Mardi 19 février 1991. Dix heures du matin. Brrr. Il fait froid ici. Je regarde l’assemblée d’objets sur la tablette de ma fenêtre. Surtout la cuvette de W.C. en argile rouge que Fenna a modelée quand elle avait dix ans.

Il y a quelques mois Bellino Fazzari m’a raconté que Xiao Xia, qui collectionne des films, se tord de rire chaque fois qu’il voit Les temps modernes de Chaplin. Pourquoi ce film fait-il rire quelqu’un ? Quelle est la différence entre Les temps modernes et tous les autres films ? Quels critères emploie-t-on pour se composer un univers à soi ?

Lorsqu’en 1915 Marcel Duchamp acheta une pelle à neige, il révéla, sans le vouloir (1), l’impudence et la surabondance croissante des objets (2).

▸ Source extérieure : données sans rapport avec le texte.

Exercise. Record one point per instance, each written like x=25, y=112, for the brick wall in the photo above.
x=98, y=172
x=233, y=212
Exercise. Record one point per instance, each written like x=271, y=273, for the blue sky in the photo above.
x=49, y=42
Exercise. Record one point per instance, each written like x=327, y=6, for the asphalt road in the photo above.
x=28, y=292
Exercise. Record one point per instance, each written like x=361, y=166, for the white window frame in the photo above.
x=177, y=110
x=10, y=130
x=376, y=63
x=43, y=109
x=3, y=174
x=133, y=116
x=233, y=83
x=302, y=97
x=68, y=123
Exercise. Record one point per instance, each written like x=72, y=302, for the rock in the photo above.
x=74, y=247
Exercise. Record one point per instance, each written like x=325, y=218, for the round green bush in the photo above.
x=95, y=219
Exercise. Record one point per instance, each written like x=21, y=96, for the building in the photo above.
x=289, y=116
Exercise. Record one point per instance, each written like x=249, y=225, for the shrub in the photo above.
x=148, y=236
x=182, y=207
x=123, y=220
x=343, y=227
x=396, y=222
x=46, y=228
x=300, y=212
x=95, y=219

Et si ce n’étaient les objets qui se mettaient à pulluler, c’était que la force du regard commençait à faire défaut. La preuve qu’il n’avait pas conscience de la portée de son achat, c’est qu’il a ajouté des phrases à ses objets trouvés. (3)

Le héros sans nom (4) des Temps modernes est pris pour le meneur d’une manifestation, parce que, ayant ramassé un drapeau rouge tombé d’un camion, il est poursuivi par une foule de grévistes.

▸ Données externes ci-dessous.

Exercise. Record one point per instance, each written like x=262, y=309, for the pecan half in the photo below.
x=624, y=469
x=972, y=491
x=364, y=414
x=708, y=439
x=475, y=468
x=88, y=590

Walter Benjamin, un des premiers penseurs à affronter l’émiettement, a écrit que l’an 1841 vit la parution en France de “soixante-seize physiologies nouvelles”. Ces physiologies étaient de petites études qui décrivaient un à un tous les soi-disant types humains (5). “Quand l’écrivain s’était rendu au marché, il regardait autour de lui comme dans un panorama”, dit Benjamin. Les choses ne pouvaient plus être saisies en un seul coup d’oeil, mais l’étude de détail de portée universelle semblait pouvoir compenser ce manque de clarté (6).

(Vendredi 22 février 1991. Xiao Xia a pris quelque part un bonzai effeuillé qu’il veut réveiller à la vie. Il lave l’argile durcie et plante les petites racines dans de la terre noire et meuble.)


II

Il paraît que nous n’avons qu’une seule défense contre ce fleuve de désarrois qui nous submerge : non pas l’explication englobante, mais la profondeur. Voici une thèse contestable, mais c’est la position claire et distincte qui nous sert de point de départ pour examiner (encore une fois) l’Art de Peindre (7).

Walter Benjamin considérait le film comme un véhicule de la libération des masses, permettant l’éducation et la prise de conscience. D’après lui, la distance entre le résultat illusoire (et reproductible à l’infini) et les circonstances de tournage artificielles est telle qu’elle rend possible “un regard immédiat sur la réalité”. “La reproductibilité technique de l’oeuvre d’art change le rapport entre l’art et les masses”, écrit-il. “L’attitude la plus retardataire, par exemple en face d’un Picasso, se mue en la plus progressiste, par exemple à la vue d’un film de Chaplin.” Ce raisonnement nous attendrit, non seulement parce que Benjamin semble croire vraiment à la mission émancipatrice du cinéma, mais aussi parce qu’il dénie ce rôle salutaire à la peinture.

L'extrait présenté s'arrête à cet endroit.